I can accept Dana, in New York City, at the heart of another ghostly plot to destroy the world with only the ghostbusters able to stop it ... but I draw the line at another giant thing walking Manhattan’s streets.
I dare you to find a sequel with imagery this good, but juxtaposition is everything, and when you’re stacked up against Ghostbusters 1 and the awe-inspiring reveal of Gozer’s domain ... well, sucks to be Ghostbusters 2.

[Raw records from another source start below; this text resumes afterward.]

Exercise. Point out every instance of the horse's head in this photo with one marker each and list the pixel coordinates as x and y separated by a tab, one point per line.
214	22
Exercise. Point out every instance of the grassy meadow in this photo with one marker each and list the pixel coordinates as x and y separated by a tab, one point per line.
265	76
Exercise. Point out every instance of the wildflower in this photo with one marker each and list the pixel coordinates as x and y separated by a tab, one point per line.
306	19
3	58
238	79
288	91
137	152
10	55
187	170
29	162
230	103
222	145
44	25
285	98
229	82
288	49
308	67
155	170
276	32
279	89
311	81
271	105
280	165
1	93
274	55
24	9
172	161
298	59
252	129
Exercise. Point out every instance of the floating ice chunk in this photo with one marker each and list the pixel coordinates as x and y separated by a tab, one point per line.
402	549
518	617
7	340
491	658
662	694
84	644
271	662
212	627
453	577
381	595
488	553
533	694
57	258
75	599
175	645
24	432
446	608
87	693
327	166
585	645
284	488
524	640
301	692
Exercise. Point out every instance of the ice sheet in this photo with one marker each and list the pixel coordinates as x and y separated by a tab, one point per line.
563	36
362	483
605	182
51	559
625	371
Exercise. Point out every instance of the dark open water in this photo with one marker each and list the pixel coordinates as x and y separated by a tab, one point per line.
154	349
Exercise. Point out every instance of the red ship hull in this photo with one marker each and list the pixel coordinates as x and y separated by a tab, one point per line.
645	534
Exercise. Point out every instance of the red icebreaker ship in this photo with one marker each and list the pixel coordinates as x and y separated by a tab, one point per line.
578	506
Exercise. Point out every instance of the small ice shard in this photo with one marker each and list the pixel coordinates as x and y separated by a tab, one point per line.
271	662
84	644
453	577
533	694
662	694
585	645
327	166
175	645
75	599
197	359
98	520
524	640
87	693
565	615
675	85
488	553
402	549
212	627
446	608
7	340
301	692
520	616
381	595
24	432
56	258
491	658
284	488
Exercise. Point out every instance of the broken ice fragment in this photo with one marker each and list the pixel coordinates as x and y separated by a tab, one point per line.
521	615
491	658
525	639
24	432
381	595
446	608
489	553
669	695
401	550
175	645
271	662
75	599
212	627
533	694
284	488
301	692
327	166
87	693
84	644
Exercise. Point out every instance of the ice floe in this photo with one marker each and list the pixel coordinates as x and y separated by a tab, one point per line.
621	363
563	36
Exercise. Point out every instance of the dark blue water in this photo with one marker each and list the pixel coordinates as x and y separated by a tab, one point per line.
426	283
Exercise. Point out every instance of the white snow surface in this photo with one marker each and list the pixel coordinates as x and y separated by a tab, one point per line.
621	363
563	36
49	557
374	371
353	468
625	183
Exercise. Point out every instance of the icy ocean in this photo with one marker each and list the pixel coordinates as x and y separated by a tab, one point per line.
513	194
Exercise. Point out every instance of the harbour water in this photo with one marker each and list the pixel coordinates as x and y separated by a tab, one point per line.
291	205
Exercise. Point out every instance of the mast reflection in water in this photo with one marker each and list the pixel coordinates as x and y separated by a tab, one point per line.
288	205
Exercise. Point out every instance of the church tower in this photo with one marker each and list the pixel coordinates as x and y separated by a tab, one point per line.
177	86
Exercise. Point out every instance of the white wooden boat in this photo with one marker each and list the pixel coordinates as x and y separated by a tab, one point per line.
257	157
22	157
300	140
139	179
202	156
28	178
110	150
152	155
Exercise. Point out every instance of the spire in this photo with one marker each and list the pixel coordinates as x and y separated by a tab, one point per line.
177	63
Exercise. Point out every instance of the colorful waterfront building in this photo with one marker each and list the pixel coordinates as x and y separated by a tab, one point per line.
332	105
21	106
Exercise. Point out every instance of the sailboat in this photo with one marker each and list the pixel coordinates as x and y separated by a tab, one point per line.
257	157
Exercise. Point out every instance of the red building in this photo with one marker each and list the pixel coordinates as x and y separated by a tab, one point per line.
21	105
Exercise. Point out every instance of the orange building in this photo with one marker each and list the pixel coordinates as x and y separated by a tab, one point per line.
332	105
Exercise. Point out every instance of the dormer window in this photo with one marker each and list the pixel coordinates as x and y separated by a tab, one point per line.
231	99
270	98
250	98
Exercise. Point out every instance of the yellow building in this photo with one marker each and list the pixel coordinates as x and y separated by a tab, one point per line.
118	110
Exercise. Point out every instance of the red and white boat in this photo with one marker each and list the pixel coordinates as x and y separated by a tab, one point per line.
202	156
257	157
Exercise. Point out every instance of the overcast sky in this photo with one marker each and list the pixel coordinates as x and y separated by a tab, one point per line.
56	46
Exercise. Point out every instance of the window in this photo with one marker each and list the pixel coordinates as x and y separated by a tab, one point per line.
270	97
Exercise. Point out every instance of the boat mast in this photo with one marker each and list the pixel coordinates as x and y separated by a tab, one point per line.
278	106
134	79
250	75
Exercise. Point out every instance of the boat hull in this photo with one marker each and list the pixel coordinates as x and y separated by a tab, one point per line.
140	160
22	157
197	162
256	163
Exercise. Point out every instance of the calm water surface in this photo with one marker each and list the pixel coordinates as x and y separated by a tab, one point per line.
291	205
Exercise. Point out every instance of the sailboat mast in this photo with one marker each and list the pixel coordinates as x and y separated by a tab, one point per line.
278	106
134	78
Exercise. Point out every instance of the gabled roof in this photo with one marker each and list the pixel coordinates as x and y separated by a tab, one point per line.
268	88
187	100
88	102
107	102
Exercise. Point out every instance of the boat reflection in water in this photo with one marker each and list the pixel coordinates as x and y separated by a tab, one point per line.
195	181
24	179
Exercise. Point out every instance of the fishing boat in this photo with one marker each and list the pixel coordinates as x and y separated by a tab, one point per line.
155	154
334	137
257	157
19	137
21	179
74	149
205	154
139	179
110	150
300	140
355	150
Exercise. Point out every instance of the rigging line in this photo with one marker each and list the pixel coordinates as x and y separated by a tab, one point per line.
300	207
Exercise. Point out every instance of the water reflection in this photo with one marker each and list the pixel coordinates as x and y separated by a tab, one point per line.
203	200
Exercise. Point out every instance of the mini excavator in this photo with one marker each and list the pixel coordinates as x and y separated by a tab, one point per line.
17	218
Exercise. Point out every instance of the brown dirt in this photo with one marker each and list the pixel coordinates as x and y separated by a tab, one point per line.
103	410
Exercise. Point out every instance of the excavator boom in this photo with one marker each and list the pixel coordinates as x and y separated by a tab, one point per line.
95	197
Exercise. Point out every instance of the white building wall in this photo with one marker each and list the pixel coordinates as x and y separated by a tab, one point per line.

And lastly, an interesting observation: the special effects of Ghostbusters 2 are unquestionably better on a technical level, but curiously less effective in terms of atmosphere. Ghostbusters 1 wasn’t afraid to go into action overdrive with the flame-engulfed Mr Stay Puft scaling a building hell-bent determined to destroy the Ghostbusters, it wasn’t afraid to go dark and menacing with malicious spirits attacking sweet and innocent Dana Barret and hurling her towards a monstrous red-eyed beast, and it wasn’t afraid to be awe-inspiring and ominous with a gateway to Gozer’s domain. But Ghostbusters 2’s bright and colorful palette—brighter and more colorful effects—gives everything cartoony undertones which undermine suspense and intensity. The effects do work and work well; there’s no doubt about that. But the scene where Dana’s baby crawls out on a ledge and a ghostly visage kidnaps him just doesn’t pack the same punch as Lewis Tully fleeing from the terror dog in Ghostbusters 1 (which somehow managed to be both exhilarating and funny.)
Which nicely brings me back to the original point: what’s the most prominent flaw of Ghostbusters 2? Simple. It’s a sequel to the near-perfection that is Ghostbusters 1.